Sorry for shouting, it can get frustrating.
I understand.
There’s a phrase that comes up in the film, “Austrian Elasticity.”
Yeah, the turning around, another turn. That’s why I called it “Waldheim Waltz,” you turn and try to sneak out.
Austria at the time was fascinating because during the Cold War it was neither East nor West.
This is part of why Waldheim became General Secretary, it was a neutral country, okay for the Soviets and the Americans. Then 1986 comes and the Cold War is coming to a close, so no reason to spare Austria criticism.

Filmmaker Ruth Beckerman. (Alexi Pelekanos)
It would appear that Austria is in support of your film, you’ve been submitted for the Academy Award.
Yes, it is done by a jury, from various film associations. I don’t exactly know how it works, I’ve never been interested in Oscars, but I think it is five people. But not the government.
With the heightened profile has there been some controversy?
Sure, some postings on the internet. Always from people who didn’t see the film yet. Germans and Austrians. “Why dig up the past?” and “The Wehrmacht was clean.” But anyone who sees the film is enthusiastic, especially young people.
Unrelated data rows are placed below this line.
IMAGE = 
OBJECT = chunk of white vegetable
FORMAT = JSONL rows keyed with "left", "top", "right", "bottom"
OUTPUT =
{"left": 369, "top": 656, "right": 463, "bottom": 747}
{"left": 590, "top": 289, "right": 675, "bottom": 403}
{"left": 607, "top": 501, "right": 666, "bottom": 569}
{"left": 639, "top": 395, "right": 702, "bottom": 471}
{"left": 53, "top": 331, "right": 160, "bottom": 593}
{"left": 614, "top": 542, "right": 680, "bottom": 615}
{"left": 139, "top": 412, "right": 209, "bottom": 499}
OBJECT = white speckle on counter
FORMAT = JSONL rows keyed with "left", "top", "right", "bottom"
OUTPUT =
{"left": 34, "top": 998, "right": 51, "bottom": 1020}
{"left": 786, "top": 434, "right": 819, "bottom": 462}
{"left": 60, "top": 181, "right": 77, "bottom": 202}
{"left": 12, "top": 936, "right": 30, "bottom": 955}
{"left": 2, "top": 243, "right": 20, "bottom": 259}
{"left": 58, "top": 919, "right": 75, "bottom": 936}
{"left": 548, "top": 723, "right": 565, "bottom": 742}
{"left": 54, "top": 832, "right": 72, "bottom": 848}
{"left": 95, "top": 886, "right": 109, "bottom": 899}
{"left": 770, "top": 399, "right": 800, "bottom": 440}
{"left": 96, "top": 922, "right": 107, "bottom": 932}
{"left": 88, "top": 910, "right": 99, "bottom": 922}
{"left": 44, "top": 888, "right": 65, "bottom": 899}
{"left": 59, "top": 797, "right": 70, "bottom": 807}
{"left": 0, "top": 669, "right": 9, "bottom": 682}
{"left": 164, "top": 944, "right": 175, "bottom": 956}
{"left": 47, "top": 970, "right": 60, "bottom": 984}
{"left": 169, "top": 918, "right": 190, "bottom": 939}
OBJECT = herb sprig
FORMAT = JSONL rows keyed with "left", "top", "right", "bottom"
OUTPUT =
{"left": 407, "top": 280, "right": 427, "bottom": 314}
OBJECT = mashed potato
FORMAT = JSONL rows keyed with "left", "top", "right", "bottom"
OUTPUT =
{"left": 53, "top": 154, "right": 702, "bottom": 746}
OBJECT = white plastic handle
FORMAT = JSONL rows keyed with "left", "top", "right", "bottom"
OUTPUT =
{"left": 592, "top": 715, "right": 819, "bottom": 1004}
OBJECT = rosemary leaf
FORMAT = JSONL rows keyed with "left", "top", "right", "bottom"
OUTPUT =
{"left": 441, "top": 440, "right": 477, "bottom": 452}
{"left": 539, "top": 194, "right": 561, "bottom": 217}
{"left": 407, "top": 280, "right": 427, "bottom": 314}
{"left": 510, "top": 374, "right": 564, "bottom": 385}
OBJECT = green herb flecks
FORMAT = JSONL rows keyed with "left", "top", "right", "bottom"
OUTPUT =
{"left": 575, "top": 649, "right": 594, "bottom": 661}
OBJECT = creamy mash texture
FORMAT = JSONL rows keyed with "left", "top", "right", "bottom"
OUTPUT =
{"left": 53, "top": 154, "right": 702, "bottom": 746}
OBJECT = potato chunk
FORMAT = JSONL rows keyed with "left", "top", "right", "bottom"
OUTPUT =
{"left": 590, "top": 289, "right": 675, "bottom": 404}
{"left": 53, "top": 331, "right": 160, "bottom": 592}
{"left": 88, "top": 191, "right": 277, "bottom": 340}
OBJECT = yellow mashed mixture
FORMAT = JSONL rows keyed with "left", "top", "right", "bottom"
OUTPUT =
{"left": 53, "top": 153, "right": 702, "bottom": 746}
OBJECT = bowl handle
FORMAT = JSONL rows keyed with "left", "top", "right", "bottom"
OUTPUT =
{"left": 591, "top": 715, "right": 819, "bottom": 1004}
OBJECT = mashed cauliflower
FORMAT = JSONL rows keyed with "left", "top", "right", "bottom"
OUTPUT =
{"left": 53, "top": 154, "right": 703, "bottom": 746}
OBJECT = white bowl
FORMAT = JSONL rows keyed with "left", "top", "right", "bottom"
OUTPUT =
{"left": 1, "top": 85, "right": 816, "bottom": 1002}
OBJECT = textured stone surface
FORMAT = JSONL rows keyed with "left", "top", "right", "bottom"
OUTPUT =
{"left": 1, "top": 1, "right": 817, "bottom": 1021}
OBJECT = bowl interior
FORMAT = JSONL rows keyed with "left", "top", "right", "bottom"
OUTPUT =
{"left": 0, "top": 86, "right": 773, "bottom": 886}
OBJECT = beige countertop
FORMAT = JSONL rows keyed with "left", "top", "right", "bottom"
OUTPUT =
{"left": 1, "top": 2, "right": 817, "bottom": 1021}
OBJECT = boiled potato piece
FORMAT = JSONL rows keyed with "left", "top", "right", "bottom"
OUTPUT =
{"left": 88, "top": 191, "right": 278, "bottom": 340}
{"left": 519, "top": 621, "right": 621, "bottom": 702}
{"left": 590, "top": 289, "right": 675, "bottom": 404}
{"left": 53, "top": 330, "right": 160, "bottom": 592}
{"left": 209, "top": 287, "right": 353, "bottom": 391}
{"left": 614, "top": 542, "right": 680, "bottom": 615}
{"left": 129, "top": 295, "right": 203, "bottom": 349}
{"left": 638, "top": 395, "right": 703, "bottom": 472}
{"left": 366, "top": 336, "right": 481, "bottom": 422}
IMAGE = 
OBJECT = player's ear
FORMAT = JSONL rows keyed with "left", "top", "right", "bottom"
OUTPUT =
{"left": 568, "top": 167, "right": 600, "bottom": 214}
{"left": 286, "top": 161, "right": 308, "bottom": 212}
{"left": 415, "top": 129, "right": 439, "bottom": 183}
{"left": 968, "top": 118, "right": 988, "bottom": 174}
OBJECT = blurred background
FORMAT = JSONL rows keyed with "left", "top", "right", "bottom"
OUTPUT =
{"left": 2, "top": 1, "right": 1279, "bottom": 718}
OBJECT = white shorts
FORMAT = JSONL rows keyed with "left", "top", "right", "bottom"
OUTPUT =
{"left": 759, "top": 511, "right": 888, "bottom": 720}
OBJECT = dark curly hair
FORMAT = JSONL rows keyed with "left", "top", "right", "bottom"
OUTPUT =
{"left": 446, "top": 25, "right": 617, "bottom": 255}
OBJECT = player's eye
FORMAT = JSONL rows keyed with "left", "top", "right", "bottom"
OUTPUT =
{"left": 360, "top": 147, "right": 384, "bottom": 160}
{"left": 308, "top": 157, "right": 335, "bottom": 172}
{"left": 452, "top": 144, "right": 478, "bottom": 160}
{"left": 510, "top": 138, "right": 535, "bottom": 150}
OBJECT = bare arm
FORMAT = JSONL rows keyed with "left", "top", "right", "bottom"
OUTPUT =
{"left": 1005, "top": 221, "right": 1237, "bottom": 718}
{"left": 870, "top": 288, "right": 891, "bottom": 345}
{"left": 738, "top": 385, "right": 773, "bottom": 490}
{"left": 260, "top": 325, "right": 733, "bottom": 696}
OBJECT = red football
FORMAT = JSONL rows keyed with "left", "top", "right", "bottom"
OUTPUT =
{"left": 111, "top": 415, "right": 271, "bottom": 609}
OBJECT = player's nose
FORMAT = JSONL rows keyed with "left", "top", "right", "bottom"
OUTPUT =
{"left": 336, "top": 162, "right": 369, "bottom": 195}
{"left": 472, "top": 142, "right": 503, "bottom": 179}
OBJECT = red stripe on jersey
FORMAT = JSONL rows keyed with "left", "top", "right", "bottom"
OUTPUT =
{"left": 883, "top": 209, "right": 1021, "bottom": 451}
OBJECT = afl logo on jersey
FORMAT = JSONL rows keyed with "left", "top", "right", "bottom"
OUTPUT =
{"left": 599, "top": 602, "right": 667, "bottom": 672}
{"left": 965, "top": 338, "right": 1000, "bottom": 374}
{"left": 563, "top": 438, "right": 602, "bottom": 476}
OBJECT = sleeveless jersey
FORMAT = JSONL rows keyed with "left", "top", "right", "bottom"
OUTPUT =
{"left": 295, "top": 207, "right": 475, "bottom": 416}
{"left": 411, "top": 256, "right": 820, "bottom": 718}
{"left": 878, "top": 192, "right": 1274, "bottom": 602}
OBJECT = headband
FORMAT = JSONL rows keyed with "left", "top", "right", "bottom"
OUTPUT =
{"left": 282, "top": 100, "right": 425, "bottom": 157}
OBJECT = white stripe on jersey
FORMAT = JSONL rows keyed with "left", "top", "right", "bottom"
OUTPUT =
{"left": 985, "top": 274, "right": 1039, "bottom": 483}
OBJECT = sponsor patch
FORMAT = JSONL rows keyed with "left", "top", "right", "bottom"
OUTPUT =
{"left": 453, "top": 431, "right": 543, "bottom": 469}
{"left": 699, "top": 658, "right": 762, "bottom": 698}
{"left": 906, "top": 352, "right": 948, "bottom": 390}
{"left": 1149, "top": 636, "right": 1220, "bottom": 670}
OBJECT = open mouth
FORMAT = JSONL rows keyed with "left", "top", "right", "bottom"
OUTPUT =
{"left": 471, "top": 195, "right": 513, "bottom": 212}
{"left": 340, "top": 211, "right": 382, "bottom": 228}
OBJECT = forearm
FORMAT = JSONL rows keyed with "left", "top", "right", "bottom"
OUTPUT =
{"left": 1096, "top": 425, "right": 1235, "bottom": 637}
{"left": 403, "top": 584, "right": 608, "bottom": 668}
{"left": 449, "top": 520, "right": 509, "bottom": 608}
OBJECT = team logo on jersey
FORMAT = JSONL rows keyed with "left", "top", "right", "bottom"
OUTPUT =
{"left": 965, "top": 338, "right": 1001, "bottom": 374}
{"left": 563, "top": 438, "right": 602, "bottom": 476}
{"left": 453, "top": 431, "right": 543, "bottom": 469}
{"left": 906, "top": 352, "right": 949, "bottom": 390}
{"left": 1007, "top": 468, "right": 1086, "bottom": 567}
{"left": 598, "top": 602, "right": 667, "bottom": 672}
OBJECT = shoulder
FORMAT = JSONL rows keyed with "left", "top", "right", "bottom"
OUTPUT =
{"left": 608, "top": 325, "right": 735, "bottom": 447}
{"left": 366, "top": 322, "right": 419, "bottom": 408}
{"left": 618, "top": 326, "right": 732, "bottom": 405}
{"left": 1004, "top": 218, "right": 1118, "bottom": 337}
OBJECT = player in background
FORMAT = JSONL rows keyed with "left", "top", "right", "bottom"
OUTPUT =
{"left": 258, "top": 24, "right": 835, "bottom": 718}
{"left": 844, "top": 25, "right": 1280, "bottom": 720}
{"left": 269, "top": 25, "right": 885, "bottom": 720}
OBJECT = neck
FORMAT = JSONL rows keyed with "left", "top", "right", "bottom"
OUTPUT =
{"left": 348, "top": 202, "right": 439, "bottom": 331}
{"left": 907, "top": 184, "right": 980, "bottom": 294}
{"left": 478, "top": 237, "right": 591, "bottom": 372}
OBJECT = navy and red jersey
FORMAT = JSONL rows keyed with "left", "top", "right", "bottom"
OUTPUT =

They want to know the logistics of how we protested, how it worked, they are fascinated by this. They have the desire to do something about the current government. And they are shocked with the bluntness of the anti-Semitism in the streets and with the politicians. At the time we were used to it.
Waldheim’s son is in the film, in old footage, and it is heartbreaking. He seems intelligent but just repeats his father’s position. Is he still alive?
Yes. And he knows about the movie, we tried to send him a DVD, but we couldn’t find his address. He lives in Germany.
The scene in Congress is flabbergasting, because he is working in America, as a banker at Citibank, which means he’s got Jewish co-workers, and he’s defending his father — how does he go to work on Monday?
He took a vacation for the campaign. After that I can’t say, I haven’t met him. But why defend the father at Congress. Why? Is he a good son? Why does he believe what Waldheim says? If you can track him down, ask him. 
“The Waldheim Waltz” opens in New York City on October 19.